LA GRECE (6)

LES ORIGINES DE LA TRAGEDIE ET DE LA COMEDIE (1)

La Culture de la polis athénienne se caractérisa par son caractère oral. Athènes était devenue un grand forum, la parole régnait dans les tribunaux, les assemblées, l’agora et le théâtre. Le langage devint son signe distinctif. La ville était érigée en un lieu de débat et de création artistique permanent. Le théâtre et toutes les autres manifestations culturelles canalisèrent l’énergie créatrice des Athéniens.

Les manifestations culturelles étaient liées aux grandes fêtes. La tragédie, et de ce fait le théâtre, apparurent dans le cadre des fêtes civiques et religieuses tenues à Athènes en l’honneur de Dionysos, le dieu de la fertilité et de la nature.

Le concours de dithyrambes, des compositions poétiques en l’honneur de Dionysos, fut le plus populaire. Les poèmes étaient récités par un chœur formé de « satyres », des démons de la nature appartenant à la suite du dieu, qui dansaient sur le chant choral.

Ce mode primitif de dramatisation laissa plus tard place à la tragédie grecque classique.

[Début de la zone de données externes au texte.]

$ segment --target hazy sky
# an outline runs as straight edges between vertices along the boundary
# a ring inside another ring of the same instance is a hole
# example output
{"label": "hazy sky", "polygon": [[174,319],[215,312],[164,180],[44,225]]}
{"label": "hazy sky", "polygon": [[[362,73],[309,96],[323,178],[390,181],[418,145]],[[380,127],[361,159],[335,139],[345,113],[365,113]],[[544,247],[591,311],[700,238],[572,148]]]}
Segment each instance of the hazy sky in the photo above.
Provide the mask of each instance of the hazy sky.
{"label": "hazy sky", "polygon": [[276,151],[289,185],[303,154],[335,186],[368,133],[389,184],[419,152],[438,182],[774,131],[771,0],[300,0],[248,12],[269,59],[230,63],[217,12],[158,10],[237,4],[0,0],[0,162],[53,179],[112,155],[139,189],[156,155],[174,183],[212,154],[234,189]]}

Les acteurs devinrent les héros de l’action, dans laquelle le chœur jouait un rôle de témoin et, parfois, de protagoniste collectif.

Munis de masques stylisés et de parures aux couleurs vives, gesticulant et se répandant en lamentations pathétiques, le chœur et les acteurs représentaient la destinée de l’homme sur lequel se déchaînait la terrible colère des dieux.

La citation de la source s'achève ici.